DataConnector#

class sdgx.data_connectors.base.DataConnector[source]#

Bases: object

DataConnector warps data source into pd.DataFrame.

For different data source, implement a specific subclass.

_columns() list[str][source]#

Subclass should implement this for reading columns if there is an efficient way for peaking columns.

See column for more details.

_iter(offset: int = 0, chunksize: int = 0) Generator[DataFrame, None, None][source]#

Subclass should implement this for reading data in chunk.

See iter for more details.

_read(offset: int = 0, limit: int | None = None) DataFrame | None[source]#

Subclass must implement this for reading data.

See read for more details.

columns() list[str][source]#

Interface for peaking columns.

finalize()[source]#

Finalize the data connector.

identity = None#

Identity of data source, e.g. table name, hash of content

iter(offset: int = 0, chunksize: int = 0) Generator[DataFrame, None, None][source]#

Interface for reading data in chunk.

Parameters:
  • offset (int, optional) – Offset for reading. Defaults to 0.

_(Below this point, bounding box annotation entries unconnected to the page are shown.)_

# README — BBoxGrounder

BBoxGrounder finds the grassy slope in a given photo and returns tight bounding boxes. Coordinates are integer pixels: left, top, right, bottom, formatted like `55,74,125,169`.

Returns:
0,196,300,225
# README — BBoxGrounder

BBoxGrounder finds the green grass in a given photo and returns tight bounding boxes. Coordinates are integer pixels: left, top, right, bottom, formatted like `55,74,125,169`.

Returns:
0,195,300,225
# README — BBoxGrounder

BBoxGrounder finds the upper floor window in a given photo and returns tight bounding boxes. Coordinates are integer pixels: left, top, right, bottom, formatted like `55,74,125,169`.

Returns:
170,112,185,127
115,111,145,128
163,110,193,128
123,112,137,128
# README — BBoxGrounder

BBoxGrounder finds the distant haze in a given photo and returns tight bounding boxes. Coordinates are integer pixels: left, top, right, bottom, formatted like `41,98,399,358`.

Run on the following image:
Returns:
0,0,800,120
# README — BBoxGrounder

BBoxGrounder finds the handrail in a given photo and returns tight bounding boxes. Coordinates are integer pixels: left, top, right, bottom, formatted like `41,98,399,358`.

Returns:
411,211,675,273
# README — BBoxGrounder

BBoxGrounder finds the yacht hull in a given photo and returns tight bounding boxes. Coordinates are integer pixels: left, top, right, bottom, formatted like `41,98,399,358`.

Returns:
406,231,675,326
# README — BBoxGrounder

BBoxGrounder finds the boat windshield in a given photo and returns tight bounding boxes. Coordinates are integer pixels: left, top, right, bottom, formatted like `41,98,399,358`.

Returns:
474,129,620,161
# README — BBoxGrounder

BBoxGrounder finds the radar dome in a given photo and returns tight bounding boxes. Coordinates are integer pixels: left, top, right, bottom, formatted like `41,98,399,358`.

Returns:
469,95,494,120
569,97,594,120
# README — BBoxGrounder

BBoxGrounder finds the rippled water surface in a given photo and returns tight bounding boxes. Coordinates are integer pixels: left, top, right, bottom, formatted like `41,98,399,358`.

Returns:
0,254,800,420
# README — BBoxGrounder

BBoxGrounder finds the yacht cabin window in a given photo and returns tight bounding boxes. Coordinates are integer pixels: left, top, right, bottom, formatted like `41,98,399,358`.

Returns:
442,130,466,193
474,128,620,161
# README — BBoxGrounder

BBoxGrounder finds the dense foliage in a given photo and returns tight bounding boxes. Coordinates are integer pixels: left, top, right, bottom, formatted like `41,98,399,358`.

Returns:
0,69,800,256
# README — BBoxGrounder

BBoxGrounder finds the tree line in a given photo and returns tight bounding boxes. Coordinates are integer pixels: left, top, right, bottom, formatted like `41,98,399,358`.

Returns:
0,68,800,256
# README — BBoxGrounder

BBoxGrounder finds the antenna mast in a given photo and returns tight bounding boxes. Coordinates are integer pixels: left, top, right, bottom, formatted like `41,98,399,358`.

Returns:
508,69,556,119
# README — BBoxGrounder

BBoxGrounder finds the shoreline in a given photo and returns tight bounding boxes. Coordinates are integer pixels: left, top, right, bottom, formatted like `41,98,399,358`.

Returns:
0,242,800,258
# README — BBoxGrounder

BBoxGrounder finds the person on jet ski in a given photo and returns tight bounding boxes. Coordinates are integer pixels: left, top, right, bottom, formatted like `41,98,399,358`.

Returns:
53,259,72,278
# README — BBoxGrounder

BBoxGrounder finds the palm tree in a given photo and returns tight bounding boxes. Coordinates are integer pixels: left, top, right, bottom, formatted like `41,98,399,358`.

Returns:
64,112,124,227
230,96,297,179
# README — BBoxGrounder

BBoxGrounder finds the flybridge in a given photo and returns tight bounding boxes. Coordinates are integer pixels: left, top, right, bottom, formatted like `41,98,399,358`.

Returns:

  • chunksize (int, optional) – Chunksize for reading. Defaults to 0.

Returns:

Generator/Iterator for readed dataframe

Return type:

Generator[pd.DataFrame, None, None]

keys() list[str][source]#

Same as columns.

read(offset: int = 0, limit: int | None = None) DataFrame | None[source]#

Interface for reading data.

Parameters:
  • offset (int, optional) – Offset for reading. Defaults to 0.

  • limit (int, optional) – Limit for reading. Defaults to None. None is for reading all data and 0 is for reading no data(only header).

Returns:

Readed dataframe

Return type:

pd.DataFrame